I have argued with one people too many about how one is different from the other. A part of me cautions, that topics like these could incite the wrath of a lot of people, but I cannot help wonder if I’m the only one thinking this.


When wars are started over religion, when households divide on two opposing sides, aren’t we really just fighting over events in history?


Aren’t all holy books the same? Through stories, they speak of the same principles. Thou shall not steal. Thou shall not kill. Why do we draw swords on whose prophet came first and who was the holiest?


Aren’t all holy books didactic manuals on living?


Of the religions I’ve studied, and even though I am by no means an expert, I see the same teachings. They remind us to remember we aren’t the creator; that God exists, in one name or form. They teach us that we’re a grain of sand in a sea of the universe. They show us that loving ourselves and the people around us will bring us closer to our creator. They have always spoken of love. Of forgiveness and of tolerance and compassion. Of helping the weak. And we spend countless hours arguing over who won the war.


It pains me to see people kill each other, to draw blood in the name of religion and worse, in the guise of politics, when killing is never preached in religion. No religion tells you to go out and kill someone because you think they are wrong. How does that win an argument? It is only that your opponent is dead – and there is no victory there.


I’ve heard and sometimes participated in countless arguments where people squabble over how their prophet said something and someone else would disagree. They would quote books and scholars and speak of authenticating everything, when in reality they cannot. They argue over events that took place hundreds, sometimes thousands of years ago, whether the donkey came head-first into the city or whether the floor really was made of glass or water.

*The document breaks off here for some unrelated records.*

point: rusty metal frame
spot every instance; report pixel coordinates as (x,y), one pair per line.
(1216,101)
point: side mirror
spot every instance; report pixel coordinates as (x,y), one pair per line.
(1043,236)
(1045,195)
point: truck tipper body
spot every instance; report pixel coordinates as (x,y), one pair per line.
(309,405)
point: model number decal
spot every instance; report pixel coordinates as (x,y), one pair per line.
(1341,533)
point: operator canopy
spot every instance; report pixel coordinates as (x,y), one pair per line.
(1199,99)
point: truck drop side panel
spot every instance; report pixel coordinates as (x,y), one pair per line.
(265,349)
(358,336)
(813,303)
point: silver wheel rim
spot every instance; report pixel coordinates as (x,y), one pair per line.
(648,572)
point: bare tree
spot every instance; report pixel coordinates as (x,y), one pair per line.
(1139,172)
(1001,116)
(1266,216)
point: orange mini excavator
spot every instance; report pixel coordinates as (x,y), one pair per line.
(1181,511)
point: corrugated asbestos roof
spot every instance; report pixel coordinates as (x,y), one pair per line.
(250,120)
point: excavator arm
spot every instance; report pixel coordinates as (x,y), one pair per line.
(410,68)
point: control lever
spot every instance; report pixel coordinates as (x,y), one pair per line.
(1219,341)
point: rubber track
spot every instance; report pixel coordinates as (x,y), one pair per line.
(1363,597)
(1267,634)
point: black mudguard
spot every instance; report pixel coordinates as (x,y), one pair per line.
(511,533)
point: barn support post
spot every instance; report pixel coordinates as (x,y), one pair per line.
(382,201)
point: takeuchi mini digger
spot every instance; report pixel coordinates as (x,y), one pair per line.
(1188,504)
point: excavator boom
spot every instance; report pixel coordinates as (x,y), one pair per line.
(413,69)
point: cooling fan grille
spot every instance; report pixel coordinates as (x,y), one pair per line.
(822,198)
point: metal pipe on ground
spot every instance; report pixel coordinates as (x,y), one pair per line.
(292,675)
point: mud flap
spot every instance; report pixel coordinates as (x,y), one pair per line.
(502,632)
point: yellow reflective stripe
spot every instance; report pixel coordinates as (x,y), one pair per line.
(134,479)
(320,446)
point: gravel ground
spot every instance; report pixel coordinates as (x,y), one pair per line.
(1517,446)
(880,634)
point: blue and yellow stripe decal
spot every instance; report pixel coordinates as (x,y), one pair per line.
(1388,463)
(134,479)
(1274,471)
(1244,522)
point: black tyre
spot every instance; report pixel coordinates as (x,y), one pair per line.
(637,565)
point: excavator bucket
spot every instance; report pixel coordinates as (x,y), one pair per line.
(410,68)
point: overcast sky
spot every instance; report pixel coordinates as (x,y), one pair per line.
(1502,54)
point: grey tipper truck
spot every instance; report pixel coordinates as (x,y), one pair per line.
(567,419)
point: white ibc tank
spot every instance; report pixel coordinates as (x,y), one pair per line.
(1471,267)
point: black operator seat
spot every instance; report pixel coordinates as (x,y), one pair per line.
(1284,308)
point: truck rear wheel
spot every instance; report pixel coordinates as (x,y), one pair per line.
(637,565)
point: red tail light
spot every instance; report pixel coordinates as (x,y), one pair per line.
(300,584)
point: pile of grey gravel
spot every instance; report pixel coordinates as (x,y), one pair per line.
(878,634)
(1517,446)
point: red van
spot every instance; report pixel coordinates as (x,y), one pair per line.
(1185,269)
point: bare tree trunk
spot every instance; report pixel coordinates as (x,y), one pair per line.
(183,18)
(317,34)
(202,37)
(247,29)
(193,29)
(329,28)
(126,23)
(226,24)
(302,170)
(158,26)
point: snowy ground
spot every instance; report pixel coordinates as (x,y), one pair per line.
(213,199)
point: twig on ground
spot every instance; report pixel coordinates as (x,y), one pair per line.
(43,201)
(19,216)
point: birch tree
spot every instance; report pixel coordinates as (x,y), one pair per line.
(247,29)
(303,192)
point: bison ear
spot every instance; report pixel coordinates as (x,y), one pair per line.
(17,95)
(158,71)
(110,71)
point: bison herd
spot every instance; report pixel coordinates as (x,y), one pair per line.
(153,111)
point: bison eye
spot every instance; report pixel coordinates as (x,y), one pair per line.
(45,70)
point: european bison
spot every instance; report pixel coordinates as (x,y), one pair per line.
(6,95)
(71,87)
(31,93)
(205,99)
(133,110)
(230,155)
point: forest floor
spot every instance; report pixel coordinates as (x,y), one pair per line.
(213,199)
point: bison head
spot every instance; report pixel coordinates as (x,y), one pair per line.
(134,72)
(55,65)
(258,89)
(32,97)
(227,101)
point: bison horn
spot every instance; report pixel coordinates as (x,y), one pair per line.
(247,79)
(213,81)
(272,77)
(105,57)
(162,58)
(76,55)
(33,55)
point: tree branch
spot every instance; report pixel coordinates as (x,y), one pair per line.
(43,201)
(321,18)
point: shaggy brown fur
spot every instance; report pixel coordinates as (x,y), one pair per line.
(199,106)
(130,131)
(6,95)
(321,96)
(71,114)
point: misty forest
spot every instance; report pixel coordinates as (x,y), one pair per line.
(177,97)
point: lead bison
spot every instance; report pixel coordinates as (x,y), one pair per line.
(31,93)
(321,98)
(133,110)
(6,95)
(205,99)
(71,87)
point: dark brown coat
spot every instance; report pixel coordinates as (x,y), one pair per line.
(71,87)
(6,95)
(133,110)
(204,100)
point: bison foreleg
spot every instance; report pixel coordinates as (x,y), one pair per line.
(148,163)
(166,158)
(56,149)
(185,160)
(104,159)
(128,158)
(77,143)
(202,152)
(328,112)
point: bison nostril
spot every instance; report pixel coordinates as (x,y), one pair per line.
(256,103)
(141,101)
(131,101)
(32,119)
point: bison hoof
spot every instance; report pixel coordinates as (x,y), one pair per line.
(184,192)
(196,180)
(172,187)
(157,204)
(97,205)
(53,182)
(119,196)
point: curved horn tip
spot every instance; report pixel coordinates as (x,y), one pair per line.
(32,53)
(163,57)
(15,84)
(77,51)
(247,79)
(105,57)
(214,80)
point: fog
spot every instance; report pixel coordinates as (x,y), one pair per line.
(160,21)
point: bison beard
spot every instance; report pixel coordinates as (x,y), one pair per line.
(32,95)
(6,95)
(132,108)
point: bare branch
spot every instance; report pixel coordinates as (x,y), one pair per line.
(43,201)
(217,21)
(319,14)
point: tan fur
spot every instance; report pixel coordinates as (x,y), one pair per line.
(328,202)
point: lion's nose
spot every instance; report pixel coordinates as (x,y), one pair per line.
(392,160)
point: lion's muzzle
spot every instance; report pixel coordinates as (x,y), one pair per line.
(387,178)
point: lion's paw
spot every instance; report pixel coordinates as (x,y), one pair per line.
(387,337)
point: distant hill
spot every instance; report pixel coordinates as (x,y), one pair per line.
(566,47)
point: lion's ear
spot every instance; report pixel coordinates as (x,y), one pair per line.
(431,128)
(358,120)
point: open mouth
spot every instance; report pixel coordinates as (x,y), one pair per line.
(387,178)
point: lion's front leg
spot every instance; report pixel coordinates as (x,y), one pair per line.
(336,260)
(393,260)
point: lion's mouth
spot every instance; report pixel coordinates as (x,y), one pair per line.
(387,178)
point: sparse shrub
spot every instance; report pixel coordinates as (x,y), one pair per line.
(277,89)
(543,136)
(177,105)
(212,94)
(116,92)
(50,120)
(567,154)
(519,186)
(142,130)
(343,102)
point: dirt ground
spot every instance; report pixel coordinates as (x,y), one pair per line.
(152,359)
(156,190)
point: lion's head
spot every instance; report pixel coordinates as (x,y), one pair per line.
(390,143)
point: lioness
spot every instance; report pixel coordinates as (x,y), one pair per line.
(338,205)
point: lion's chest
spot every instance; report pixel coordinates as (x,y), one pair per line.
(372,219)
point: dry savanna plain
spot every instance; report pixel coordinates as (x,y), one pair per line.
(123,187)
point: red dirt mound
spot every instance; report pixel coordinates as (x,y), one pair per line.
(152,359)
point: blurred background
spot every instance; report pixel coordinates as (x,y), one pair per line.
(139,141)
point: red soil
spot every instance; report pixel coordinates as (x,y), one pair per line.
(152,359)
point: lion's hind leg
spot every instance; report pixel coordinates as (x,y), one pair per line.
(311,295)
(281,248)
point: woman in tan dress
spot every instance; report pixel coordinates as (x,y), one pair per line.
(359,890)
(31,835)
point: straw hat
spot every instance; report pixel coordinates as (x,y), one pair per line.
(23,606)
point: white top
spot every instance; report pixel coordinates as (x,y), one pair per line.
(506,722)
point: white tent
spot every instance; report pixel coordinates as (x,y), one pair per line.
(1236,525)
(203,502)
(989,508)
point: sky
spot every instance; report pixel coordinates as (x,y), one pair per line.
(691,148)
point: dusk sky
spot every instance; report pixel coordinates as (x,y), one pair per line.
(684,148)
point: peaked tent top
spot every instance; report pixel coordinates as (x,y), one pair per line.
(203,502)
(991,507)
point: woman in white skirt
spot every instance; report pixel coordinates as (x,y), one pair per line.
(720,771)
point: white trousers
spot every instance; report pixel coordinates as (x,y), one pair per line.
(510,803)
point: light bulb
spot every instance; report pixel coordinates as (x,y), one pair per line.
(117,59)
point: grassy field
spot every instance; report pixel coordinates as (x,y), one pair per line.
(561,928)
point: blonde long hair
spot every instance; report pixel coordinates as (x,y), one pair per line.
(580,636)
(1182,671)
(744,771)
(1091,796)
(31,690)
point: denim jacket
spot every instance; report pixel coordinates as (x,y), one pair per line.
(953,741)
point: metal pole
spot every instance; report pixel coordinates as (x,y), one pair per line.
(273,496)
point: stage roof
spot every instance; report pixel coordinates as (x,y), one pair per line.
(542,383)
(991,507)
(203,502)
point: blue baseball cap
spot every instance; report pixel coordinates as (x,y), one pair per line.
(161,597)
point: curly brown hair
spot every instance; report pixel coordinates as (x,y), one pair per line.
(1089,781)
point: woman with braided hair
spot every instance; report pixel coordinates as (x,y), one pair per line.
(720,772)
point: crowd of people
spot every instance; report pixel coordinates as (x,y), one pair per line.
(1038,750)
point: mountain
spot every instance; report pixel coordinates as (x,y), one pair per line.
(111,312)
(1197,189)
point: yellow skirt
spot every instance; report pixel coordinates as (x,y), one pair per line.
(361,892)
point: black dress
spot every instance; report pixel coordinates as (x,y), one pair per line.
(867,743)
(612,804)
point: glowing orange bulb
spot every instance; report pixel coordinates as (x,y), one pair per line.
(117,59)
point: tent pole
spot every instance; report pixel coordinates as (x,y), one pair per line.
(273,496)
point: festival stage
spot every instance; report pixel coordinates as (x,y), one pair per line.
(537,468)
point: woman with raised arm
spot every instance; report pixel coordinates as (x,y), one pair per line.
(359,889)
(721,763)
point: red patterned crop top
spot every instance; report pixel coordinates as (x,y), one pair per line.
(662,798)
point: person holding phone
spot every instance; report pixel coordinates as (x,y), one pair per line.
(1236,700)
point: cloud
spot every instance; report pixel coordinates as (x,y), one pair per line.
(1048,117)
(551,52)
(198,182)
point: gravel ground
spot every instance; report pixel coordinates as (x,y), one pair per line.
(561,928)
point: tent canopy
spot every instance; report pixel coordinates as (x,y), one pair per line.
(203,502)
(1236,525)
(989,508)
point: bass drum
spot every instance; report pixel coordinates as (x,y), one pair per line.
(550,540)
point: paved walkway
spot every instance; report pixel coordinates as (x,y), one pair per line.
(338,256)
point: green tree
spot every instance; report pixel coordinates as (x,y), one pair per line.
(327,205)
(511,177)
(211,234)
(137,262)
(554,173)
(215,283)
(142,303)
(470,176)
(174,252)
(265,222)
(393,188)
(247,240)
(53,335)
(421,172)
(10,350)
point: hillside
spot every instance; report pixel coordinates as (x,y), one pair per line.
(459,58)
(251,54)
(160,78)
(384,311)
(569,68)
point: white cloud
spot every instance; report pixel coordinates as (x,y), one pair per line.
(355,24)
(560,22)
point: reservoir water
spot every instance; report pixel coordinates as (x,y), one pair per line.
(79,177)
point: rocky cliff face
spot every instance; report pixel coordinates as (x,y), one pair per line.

Why do people fight over which teaching is true and which isn’t when the simplicities of right and wrong are stamped into every human being by default? Every holy book speaks of heaven and hell - what needs to be done to be a good human being. We’re caught in disagreements over how and when the world will end.


It will end – Everything ends! Wouldn’t it be more productive to learn to live; for whatever time we have left in the world? Together?


I sit there and wonder sometimes when the story became more important than the moral behind it?


When you give your child the lovely colored pages on Cinderella, do you argue whether the glass slipper she lost, fit her left foot, or her right foot? To the child you explain that dreams do come true. So why do we argue over the events in the stories that are written in holy books when, in fact, arguments should only arise if someone disagrees on the derived moral of the story?


The holy books partly speak of a history so many centuries before us that it is nearly impossible for many of us to verify anything anymore. Everything is about belief. Everything is about the centuries’ worth of knowledge and wisdom that has trickled down from God to the prophets to the first believers and now to us. But history is fickle. The victor always tells the tale. They decide what is good enough to be documented; they dictate what should be immortalized. Isn’t that the way of the world? So why do we argue over something none of us have lived through?


Isn’t religion about belief? Belief in the existence of the creator, the fundamentals of life, of co-existence, of self governance?


Or is religion only about history and who was right and who was wrong in a war thousands of years ago?